Largest Exporter Of Gherkins In The World: India
India has emerged as the largest exporter of gherkins in the world.
- India has crossed the USD 200 million mark of export of agricultural processed product, – pickling cucumber, which is globally referred as gherkins or cornichons, in the last financial year.
- Gherkins are exported under two categories — cucumbers and gherkins, which are prepared and preserved by vinegar or acetic acid and cucumbers and gherkins, which are provisionally preserved.
- Gherkin cultivation, processing and exports started in India during the early 1990s with a modest beginning in Karnataka and later extended to the neighbouring states of Tamil Nadu, Andhra Pradesh and Telangana.
- Nearly 15% production of the world’s gherkin requirement is grown in India.
- Gherkins is currently exported to more than 20 countries, with major destinations being North America, European countries and Oceanic countries such as USA, France, Germany, Australia, Spain, South Korea, Canada, Japan, Belgium, Russia, China, Sri Lanka and Israel.
- Apart from its export potential, the gherkin industry plays a key role in the creation of rural employment.
- In India, cultivation of gherkins is carried out under contract farming by around 90,000 small and marginal farmers with an annual production area of 65,000 acres.
French luxury fashion brand Hermès is suing American digital artist Mason Rothschild who created the MetaBirkins series of NFTs (Non-Fungible Tokens), a rapidly growing part of the cryptoworld.
- An NFT is a unique, irreplaceable token that can be used to prove ownership of digital assets such as music, artwork, even tweets and memes.
- The term ‘non-fungible’ simply means that each token is different as opposed to a fungible currency such as money (a ten-rupee note can be exchanged for another and so on).
- Cryptocurrencies such as Bitcoin and Ethereum are also fungible, which means that one Bitcoin can be exchanged for another. But an NFT cannot be exchanged for another NFT because the two are different and therefore unique.
- Each token has a different value, depending on which asset it represents.
- NFT transactions are recorded on blockchains, which is a digital public ledger, with most NFTs being a part of the Ethereum blockchain.
- NFTs became popular in 2021, when they were beginning to be seen by artists as a convenient way to monetise their work.

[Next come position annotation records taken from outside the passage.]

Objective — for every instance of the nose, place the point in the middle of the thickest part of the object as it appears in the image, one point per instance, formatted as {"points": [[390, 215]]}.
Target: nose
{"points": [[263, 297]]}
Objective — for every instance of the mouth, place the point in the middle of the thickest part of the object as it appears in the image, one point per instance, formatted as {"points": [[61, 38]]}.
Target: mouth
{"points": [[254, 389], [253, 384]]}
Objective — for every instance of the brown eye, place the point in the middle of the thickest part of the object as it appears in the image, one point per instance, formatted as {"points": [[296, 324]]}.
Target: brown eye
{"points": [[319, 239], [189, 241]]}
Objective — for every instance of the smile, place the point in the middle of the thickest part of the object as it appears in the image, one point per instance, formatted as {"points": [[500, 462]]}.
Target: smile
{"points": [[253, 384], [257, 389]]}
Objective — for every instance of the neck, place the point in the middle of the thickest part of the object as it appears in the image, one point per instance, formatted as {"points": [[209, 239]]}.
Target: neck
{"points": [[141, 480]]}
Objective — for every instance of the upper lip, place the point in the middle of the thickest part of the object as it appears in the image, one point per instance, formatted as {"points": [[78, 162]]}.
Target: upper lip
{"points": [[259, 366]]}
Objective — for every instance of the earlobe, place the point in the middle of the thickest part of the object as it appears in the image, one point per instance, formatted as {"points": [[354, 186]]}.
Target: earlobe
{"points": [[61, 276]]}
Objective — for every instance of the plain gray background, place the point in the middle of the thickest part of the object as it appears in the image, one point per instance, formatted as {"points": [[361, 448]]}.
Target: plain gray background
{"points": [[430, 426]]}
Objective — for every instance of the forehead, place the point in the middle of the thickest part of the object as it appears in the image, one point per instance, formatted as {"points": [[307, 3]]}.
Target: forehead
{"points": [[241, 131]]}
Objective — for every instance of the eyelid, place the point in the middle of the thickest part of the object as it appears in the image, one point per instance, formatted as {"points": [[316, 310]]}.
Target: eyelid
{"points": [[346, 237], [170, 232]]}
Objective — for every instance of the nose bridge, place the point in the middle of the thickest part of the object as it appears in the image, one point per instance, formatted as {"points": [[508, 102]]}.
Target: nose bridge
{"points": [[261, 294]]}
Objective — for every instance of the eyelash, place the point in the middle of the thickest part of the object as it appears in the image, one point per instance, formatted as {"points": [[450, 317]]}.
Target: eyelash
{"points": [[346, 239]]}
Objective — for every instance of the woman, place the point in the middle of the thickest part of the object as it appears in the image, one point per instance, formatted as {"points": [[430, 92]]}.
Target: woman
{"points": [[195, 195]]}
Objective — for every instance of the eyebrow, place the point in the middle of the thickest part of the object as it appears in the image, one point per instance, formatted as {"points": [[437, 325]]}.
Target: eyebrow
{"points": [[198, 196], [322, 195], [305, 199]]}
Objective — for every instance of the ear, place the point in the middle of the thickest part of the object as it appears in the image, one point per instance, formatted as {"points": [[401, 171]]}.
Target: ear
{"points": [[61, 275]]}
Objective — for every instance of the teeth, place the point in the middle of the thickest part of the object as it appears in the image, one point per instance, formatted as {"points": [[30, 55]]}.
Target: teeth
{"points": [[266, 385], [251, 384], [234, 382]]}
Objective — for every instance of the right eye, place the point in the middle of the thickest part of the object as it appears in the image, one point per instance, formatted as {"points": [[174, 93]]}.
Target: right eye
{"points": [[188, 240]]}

- One of the other attractions is that NFTs are a part of a new kind of financial system called decentralised finance (DeFi), which does away with the involvement of institutions such as banks.
- For this reason, decentralised finance is seen as a more democratic financial system because it makes access to capital easier for lay people by essentially eliminating the role of banks and other associated institutions.